Buchweizen – Ein Auslauf-Modell nimmt Anlauf

17.05.2024

Nicht weit von unserem Zuhause liegt das norddeutsche Land des Buchweizens: die Lüneburger Heide. Eine kurze Auszeit dort hat uns im Frühling zum Buchweizen geführt – einem Pseudogetreide, das immer mehr, aber doch noch viel zu wenig Beachtung findet.

Warum Buchweizen?

Ich bin schockverliebt.

Wir kennen Buchweizen heute als ein Pseudogetreide, das vorwiegend in der veganen und vegetarischen Ernährung sowie bei Gluten-Intoleranzen immer beliebter wird.

Aber – Hand aufs Herz: so wirklich kennen wir ihn nicht. Weizen, Roggen oder Hafer sind uns näher als Buchweizen.

Dabei ist er eine der wirklich alten Kulturpflanzen und verdient es, aus dem Schatten zu treten.

Buchweizen ist ein Multitalent und ich war bass erstaunt, was es während der Recherche so alles über ihn zu entdecken gab.

Was er so im Gepäck hat? Hier ist ein Auszug aus seinem Angebot – bitte schön:

  • er ist glutenfrei
  • er enthält viel Eiweiß
  • er ist reich an Kohlenhydraten
  • er bietet eine gute Quelle für Ballaststoffe
  • er ist anspruchslos gegenüber der Bodenqualität
  • er ist sehr bienenfreundlich
  • er gilt als große Heilpflanze und kann z. B. bei Venenleiden helfen und
  • er erhöht die Biodiversität, fängt Stickstoff, schützt gegen Erosion u. a.

Aber wo Licht ist auch Schatten:

  • er kann allergieauslösend sein
  • er ist im Anbau sehr kälteempfindlich
  • er bietet keine Ertragssicherheit
  • er blüht zeitlich ungleichmäßig und
  • er ist sehr anspruchsvoll, wenn es um die Ernte geht

Falls du seine viel gerühmte Backunfähigkeit vermisst: davon sind wir nicht ganz überzeugt.

Ich backe Brot aus Buchweizen, indem ich den Teig fermentieren lasse. Paulas Mann – unser Familienbäcker und Fermentiermeister – hat dabei etwas unterstützen müssen. Und, es klappt wirklich wunderbar. Das Rezept dazu? Unser pures Buchweizenbrot zum Selberbacken für alle Nichtbäcker wie mich.

Wir sind schon gespannt, was du am Ende über Buchweizen denkst. Aber zunächst – we proudly present – diese, seine spannende Geschichte durch die Jahrhunderte und viele globale Kochtöpfe hin in die Pfannen der Lüneburger Heide.

 

Echter Buchweizen – seine Geschichte

buchweizen_korn-gefaess

Darf ich vorstellen? Der Gemeine oder Echte Buchweizen, eine einjährige Pflanze aus der Familie der Knöterichgewächse. Auf schlau, auch Fagopyrum esculentum.

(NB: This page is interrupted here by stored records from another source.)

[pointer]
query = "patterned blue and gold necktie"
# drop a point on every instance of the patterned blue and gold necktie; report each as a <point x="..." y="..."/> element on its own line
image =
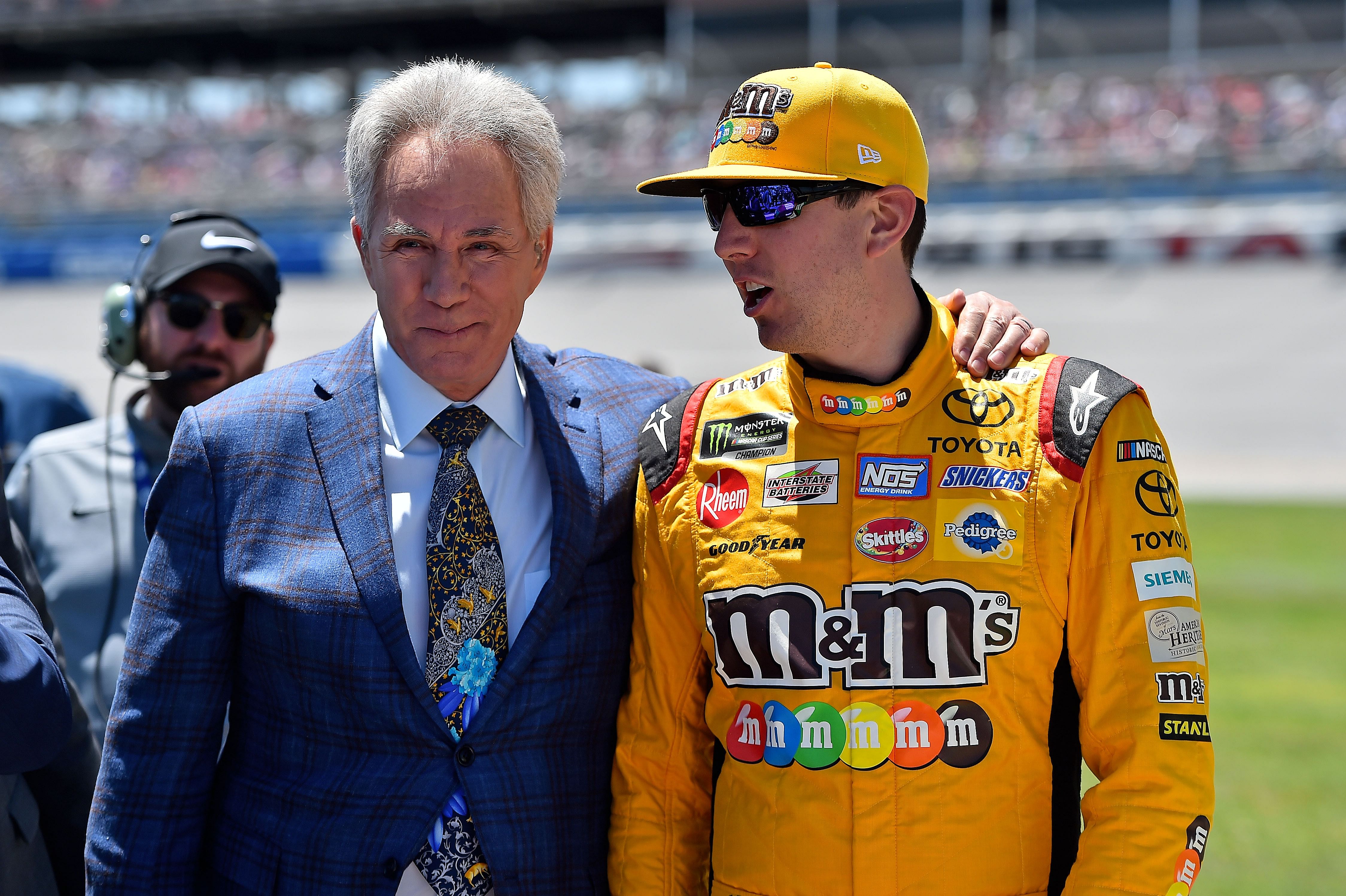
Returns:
<point x="469" y="634"/>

Als sogenanntes Pseudogetreide ist er kein Weizen, und auch im botanischen Sinn kein Getreide.

Auch wenn er Deutschland lebensmittelrechtlich als solches zählt, verwandt ist er mit Sauerampfer und Rhabarber.

Die Anfänge

Wo seine Geschichte genau begann, lag lange im Nebel und so galt Ostasien als die Heimat seiner wilden Vorfahren. Mittlerweile hat die Pflanzengenetik deren Spur bis in die südchinesische Region Sanjiang zurückverfolgen können.

„Unser“ Buchweizen scheint also dort aus einer mehrjährigen Buchweizen-Art des Himalayas und Chinas kultiviert worden zu sein. Die ersten schriftlichen Aufzeichnungen dazu finden sich in Dokumenten aus dem China des 5./6. Jahrhundert n. Chr.

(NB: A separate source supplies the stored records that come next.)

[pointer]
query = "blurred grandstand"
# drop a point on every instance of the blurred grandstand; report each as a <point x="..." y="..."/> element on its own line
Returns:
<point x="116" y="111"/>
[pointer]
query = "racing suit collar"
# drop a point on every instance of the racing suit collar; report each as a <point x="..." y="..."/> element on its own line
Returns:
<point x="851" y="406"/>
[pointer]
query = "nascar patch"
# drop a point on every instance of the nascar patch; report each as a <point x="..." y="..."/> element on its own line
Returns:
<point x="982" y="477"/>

Sehr viel länger wurden Buchweizen in seinen Ursprungsländern schon wild gesammelt. Archäologen haben Überreste von Buchweizen und Buchweizenpollen in China und Japan aus der Zeit von 3.500 bis 500 v. Chr. entdeckt.

Von China ist er wahrscheinlich noch vor der Zeitenwende, das lässt sich bisher nicht genauer eingrenzen, über Korea nach Japan gekommen.

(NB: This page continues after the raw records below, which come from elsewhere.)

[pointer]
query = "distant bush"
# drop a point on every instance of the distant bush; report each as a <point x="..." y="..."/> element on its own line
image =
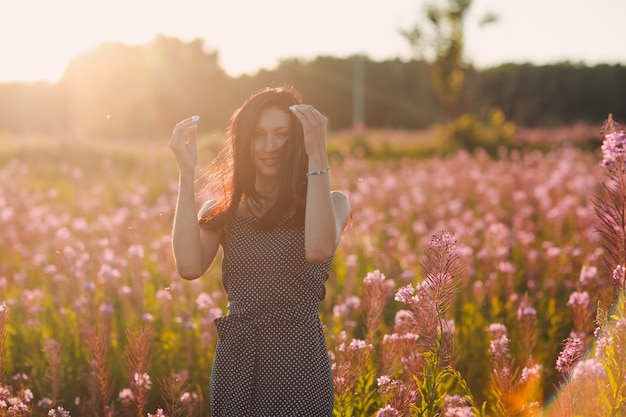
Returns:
<point x="468" y="132"/>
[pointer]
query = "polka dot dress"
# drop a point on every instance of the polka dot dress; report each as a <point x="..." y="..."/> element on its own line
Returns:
<point x="271" y="357"/>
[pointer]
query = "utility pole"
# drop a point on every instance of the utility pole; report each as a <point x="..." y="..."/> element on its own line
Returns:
<point x="358" y="93"/>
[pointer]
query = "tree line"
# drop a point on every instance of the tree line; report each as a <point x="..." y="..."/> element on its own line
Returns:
<point x="143" y="90"/>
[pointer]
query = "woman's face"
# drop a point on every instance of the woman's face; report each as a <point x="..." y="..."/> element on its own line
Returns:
<point x="271" y="134"/>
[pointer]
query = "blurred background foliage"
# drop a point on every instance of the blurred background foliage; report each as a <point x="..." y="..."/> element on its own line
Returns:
<point x="141" y="91"/>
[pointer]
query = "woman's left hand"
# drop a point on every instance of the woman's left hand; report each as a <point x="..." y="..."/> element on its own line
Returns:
<point x="314" y="125"/>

Dort wurde er im japanischen Altertum, in der offiziellen Chronik Shoku Nihongi das erste Mal erwähnt: 722 n. Chr. forderte ein kaiserlicher Erlass die Bauern auf, Buchweizen (japanisch: soba) zu säen. Wegen schlechter Reisernten wollte man so gegen drohende Hungersnöte vorgehen.

Sehr weitsichtig, aber das konnte in einer Zeit der reinen Empire wohl nur bedeuten, dass man sein „Getreide“ bereits länger und gut kannte.

Der Buchweizen blieb und ist bis heute in Japan als sobagaki (auf Deutsch in etwa „gerührtes Buchweizenmehl“) eine wichtige Nahrungsquelle der Bergregion Japans, in der kein Reis gepflanzt werden kann.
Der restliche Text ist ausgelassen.